水牛を生贄にするプーセ・ヤーセー

昔むかーし、ドイステープとドイカムの山の麓にラミンナコンという町があり、ルア族が住んでいたとさ。
農業や商売を生業にしていて、町も人も豊かだったとさ。
山にもいろいろな動物が住んでいたが、そこにはプーセ(セ爺)とヤーセ(セ婆)という鬼夫婦と子どもも住んでいたという。
プーセはドイステープを、ヤーセはドイカムをみていたという。
家族は森の動物を食べていたが、狩りに来た村人たちも捕まえてはよく食べていたという。
鬼退治に兵士を送っても、全員食べられてしまい、恐れた村人たちがどんどん町を去るので町は荒廃してしまう。
お釈迦様に助けを求め、お釈迦様が鬼に殺生が良くないことを説かれ、森を守ること、そして果物や野菜を食べることを約束させる。
ただ、これまで肉を食べていたので、1年に1度でいいから人間の肉を供えてくれと懇願。
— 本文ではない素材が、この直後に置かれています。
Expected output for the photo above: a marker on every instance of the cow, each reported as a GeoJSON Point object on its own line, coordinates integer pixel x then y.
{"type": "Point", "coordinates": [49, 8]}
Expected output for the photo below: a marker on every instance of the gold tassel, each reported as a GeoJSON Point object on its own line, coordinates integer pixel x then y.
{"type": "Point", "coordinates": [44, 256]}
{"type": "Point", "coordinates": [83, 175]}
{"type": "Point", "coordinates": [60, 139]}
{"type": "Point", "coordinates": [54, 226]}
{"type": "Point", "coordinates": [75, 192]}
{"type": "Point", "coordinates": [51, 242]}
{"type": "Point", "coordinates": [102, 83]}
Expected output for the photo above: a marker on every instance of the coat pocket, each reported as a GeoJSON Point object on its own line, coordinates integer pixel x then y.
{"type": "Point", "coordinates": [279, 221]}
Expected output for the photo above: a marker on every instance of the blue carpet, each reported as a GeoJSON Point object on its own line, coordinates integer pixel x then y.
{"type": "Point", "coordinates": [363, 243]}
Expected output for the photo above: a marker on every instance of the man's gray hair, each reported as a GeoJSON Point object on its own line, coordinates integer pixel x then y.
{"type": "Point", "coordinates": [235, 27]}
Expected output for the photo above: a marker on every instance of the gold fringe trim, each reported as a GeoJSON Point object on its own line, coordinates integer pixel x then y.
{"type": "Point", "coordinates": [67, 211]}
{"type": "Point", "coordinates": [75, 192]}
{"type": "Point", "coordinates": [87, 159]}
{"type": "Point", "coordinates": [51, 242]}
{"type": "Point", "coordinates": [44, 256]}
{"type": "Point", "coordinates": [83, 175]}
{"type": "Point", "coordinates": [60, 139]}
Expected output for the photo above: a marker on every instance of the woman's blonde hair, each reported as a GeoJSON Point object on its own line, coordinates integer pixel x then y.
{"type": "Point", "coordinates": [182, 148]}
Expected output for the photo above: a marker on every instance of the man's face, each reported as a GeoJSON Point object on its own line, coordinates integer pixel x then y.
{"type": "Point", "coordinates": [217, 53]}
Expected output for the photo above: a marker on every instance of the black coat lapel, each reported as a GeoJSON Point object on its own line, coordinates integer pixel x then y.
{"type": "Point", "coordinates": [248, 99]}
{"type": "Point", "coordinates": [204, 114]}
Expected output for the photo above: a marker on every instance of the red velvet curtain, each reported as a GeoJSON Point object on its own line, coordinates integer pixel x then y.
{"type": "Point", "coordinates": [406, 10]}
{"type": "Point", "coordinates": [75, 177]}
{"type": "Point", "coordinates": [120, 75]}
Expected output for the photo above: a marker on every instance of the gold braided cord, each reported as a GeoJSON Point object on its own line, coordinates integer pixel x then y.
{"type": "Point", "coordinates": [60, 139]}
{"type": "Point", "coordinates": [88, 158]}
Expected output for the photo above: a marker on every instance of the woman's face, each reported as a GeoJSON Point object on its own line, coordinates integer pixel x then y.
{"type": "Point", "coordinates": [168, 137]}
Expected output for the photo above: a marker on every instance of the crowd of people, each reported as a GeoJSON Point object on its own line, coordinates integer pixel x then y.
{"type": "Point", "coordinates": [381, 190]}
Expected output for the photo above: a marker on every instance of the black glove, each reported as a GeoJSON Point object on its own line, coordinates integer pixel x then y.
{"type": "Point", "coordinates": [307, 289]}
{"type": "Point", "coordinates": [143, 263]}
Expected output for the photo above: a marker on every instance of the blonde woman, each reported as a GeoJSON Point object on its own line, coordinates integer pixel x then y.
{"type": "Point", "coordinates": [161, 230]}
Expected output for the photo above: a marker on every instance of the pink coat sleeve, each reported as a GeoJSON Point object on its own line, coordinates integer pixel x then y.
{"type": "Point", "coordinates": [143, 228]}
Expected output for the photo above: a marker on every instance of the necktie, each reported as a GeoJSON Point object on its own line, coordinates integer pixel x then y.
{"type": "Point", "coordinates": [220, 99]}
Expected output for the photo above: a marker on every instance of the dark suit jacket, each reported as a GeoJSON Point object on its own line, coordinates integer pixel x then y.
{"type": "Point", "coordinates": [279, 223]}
(中略)
結局、水牛を供えることになり、今でも毎年1回、ランナーの暦で9月14日に水牛を供える儀式が行われている。

お供えは12個用意する。
中には、生贄にした水牛の生肉、焼いた肉、煮込んだ肉、もち米のお菓子などが12個ずつ入っている。

プーセ・ヤーセーを含む12の土地の精霊にお供えする。
それぞれの祠には名前が書いてある。

踊りでお釈迦様を出迎える。

お釈迦様の絵を木に吊るす。
この絵、私は本当に大好きで、この絵を見たいからこの行事に来るようなもの。
隅のほうに「1926年」と書いてあるので、97年前に描かれた絵だろうか?
木漏れ日があたって気持ちよく、いつまででも見ていられる。

儀式では、シャーマンの中にプーセ・ヤーセーが入り、お供え物を受け取りに来る。
いつもはおじいさんが入るみたいだけど、今年はおばあさんが入ったらしい。
膝が痛いのか、時々止まり、周りの人に支えながら祠をゆっくりゆっくり回っていく。

その後、おばあさんは出て、今度は同じシャーマンにおじいさんの霊が入った。
服も変えて、おばあさんより元気に歩く。
そして、こちらが行事の目玉。
水牛の生肉を首にかけ、それをかじったり、生血やお酒を飲んだり。
正気なのか本当に乗り移っているのかわからないけど、ちょこちょこと食べていく。
ちなみに座っているのは生贄にした水牛。
(怖い写真は載せません。)

最後に、お釈迦様のところへ行き、挨拶。
集まった人はプーセ・ヤーセーから恩恵を受けようと、手や頭を触ってもらっていた。
近くにいたので私の頭も触ってくれたが、手に血がついているのでドキドキ。
ありがたく聖糸ももらって帰りました。
きっといいことがいっぱいあるに違いない。
未だにこのような儀式があるのがチェンマイの面白いところだな。